Watching the movie “Marley and Me” brought back memories of Pal, the first dog in my life.
My wife and I watched “Marley and Me” last night, a movie about a family who loved a large and somewhat clownish dog. The film brought back memories of the dogs that have been in my life.
There have been five dogs I have known personally, and one cat. Just like Marley, each of these animals came into my life when they were puppies. Well, the cat was a kitten. Like Marley, each of these creatures wormed its way into the hearts and lives of my family and me. And, just like Marley, each of these animals grew old and died.
Pal was a little lost puppy when Jack, the man who later became my brother-in-law, found him wondering along a road in Windsor, Ontario. Jack called several common doggie names, but the only one the pup responded to was “Pal.” There was no collar or identification on the dog, so Jack brought him home to give to his girlfriend’s little brother. Me. I was seven.
I am not certain my mother was thrilled with the idea, but Jack gave Pal to me and he became my dog. He was white with a brown spot here or there, a terrier of some type. But Pal became my, well, my pal. I played with him, took him for walks on a leash and had him beside me as I read a book, something I often did as a child.
Mother would not let him in the house, so Dad built a house for him and set it in the back yard next to the garage in front of the fence that ran along the alley. I doubt that Pal ever spent more than a few seconds in that house, though. In the summer he preferred to sleep beside the house, and in the winter, mother’s soft heart caused her to readily agree to let Pal sleep in the basement next to the warm coal-burning furnace.
Pal preferred to be on top of the house, not in it. He quickly learned how to jump on top of the flat roof and stand up leaning on the fence so he could look up and down the alley at the variety of service vehicles and humans who made their way each day. His favorite was the junk man who made his living picking up one man’s junk and turning it into another man’s treasure.
The junk man had a coal-black horse that pulled his wagon and its wares through the alleys of the city. Pal could hear the approaching creak of the wagon and the clanging of the metal objects piled on it long before any of us could. He would immediately scramble on top of his house and stretch his neck out as far as he could to see down the alley. A low grumble would come from his throat as he searched for his target. As soon as he caught sight of the black horse, the barking would begin. Irrational. Incessant. Annoying. The barking would increase in pitch and frequency as the horse approached and die away as the horse departed. As long as he could see the horse, Pal kept up the barking.

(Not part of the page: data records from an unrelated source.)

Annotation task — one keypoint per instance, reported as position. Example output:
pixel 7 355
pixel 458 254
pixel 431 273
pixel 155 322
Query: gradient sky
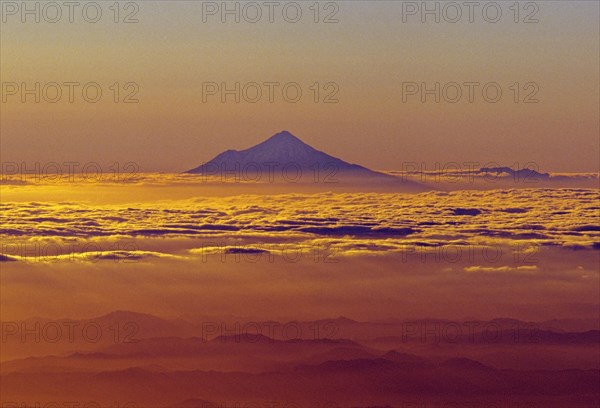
pixel 369 54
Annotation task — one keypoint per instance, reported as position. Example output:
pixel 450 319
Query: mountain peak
pixel 285 137
pixel 284 156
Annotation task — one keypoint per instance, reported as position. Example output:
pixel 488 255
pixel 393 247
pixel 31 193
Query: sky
pixel 367 63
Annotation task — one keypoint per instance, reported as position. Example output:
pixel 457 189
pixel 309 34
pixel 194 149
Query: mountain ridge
pixel 285 156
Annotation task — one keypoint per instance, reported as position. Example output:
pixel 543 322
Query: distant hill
pixel 285 158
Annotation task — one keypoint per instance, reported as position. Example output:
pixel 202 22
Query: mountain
pixel 284 157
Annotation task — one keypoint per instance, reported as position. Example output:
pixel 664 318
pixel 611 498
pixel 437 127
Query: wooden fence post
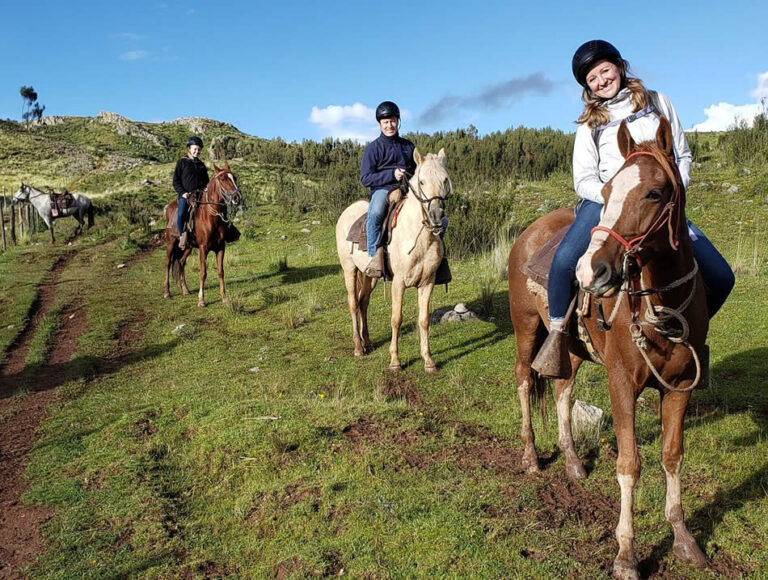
pixel 13 225
pixel 2 220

The horse ignored him. The old junk man ignored him. And as soon as the horse was gone out of sight, Pal would jump down from his house and go back to sleep or whatever else he was doing before he heard the wagon.
One time I decided to take Pal for a ride in the basket attached to the handle bars of my bike. I lifted him up and set him inside the wire basket. He was not comfortable, however, because the wires of the basket were set too far apart for him to get any solid footing. He rewarded my offer of a ride by urinating on my bike and me.

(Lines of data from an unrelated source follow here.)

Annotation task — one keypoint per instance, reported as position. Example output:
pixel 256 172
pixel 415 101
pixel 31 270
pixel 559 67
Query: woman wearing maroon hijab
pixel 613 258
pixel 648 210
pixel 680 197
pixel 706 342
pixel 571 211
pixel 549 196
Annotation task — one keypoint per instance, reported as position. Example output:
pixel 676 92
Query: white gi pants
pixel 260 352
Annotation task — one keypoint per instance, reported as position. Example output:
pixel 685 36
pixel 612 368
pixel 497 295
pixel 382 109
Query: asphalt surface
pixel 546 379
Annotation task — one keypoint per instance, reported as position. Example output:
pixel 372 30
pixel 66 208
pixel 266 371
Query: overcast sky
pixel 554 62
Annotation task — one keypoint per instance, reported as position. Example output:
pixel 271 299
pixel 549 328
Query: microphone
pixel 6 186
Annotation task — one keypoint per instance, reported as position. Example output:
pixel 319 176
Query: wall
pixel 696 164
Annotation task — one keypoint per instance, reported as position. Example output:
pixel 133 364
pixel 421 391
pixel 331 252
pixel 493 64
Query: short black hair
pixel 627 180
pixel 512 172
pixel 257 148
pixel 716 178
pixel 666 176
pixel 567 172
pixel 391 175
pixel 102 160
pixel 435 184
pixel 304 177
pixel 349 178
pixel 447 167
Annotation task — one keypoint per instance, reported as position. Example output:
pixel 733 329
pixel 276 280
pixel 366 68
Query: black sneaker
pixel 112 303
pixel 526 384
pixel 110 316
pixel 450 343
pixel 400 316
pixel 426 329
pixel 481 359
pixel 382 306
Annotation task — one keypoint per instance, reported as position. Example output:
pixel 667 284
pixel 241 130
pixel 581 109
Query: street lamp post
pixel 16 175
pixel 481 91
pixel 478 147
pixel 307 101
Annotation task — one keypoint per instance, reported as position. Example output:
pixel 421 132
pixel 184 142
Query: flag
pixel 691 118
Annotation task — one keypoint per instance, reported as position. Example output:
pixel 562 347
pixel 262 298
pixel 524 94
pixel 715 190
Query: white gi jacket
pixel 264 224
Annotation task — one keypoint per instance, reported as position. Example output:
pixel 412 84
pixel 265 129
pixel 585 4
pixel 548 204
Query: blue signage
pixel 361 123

When I was ten, my family moved from Windsor to the Detroit area across the river. This was, of course, an international move. I don’t know if Dad had to get special papers for Pal or not. I just know that Pal rode on my lap across the Ambassador Bridge without creating an international incident. His new home was the basement and the back yard of our new home in Lincoln Park, Michigan. We did not bring Pal’s house from Windsor. He never used it as a house, and our new back yard did not have an alley running adjacent to it, and there was no junk man’s horse for Pal to aggravate with his barking.

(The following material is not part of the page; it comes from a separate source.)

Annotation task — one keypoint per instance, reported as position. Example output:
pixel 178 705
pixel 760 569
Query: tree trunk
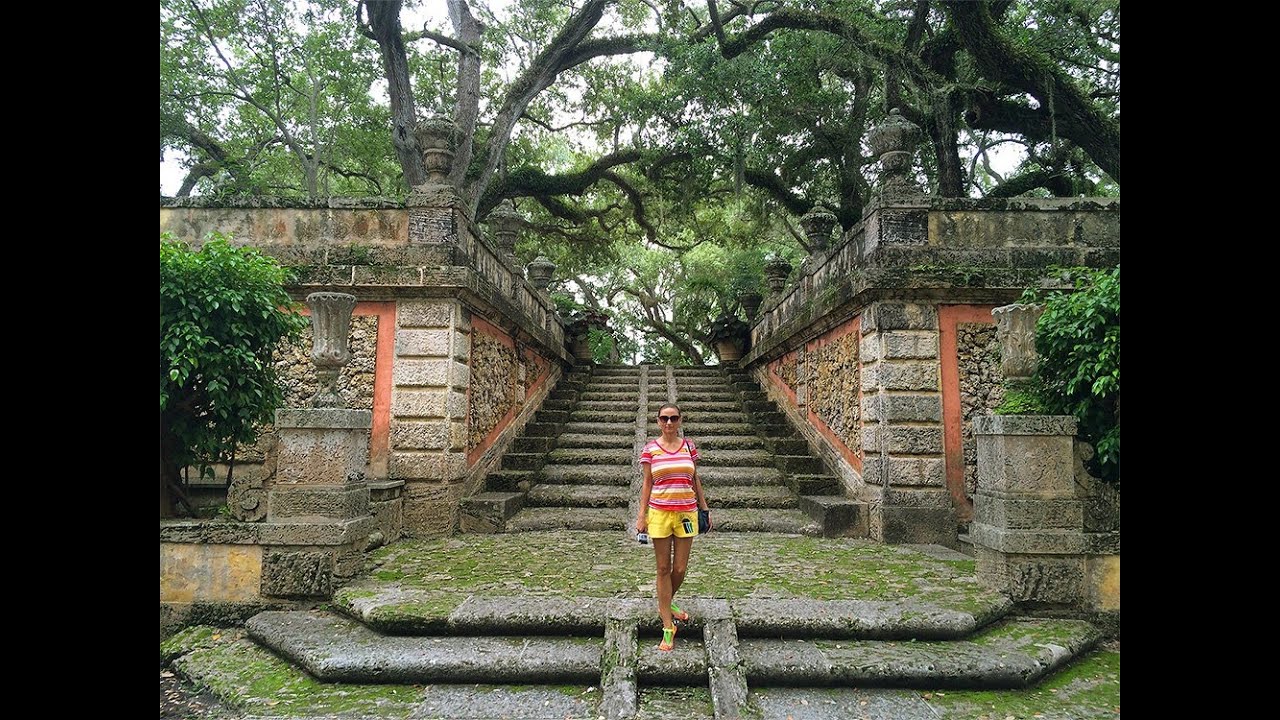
pixel 384 21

I must confess I was not as close to Pal in our new home as I was in our old. I was older, and had other interests besides the little white dog in our back yard. I still petted him and played with him, but I no longer had him by my side as much. Some days, school days especially, I didn’t see Pal at all.
Then one evening, about dusk, I think in the spring, Pal managed to get out of the fenced-in back yard. Perhaps someone left the gate opened. I could not find him. I walked up and down Farnham Street looking for him, calling his name. Dad got in his car and drove around several blocks looking for him. He was no where to be seen.
In the movie about Marley, one of the children comments that he read that dogs sometimes sense when they are going to die and they run away to be alone when death comes. I do not know if that is true, but we never did find Pal or any trace of him. We knew nothing of his birth or early days; we knew nothing about the end of his life.
But, even after all these sixty-some years that have passed, I still remember Pal.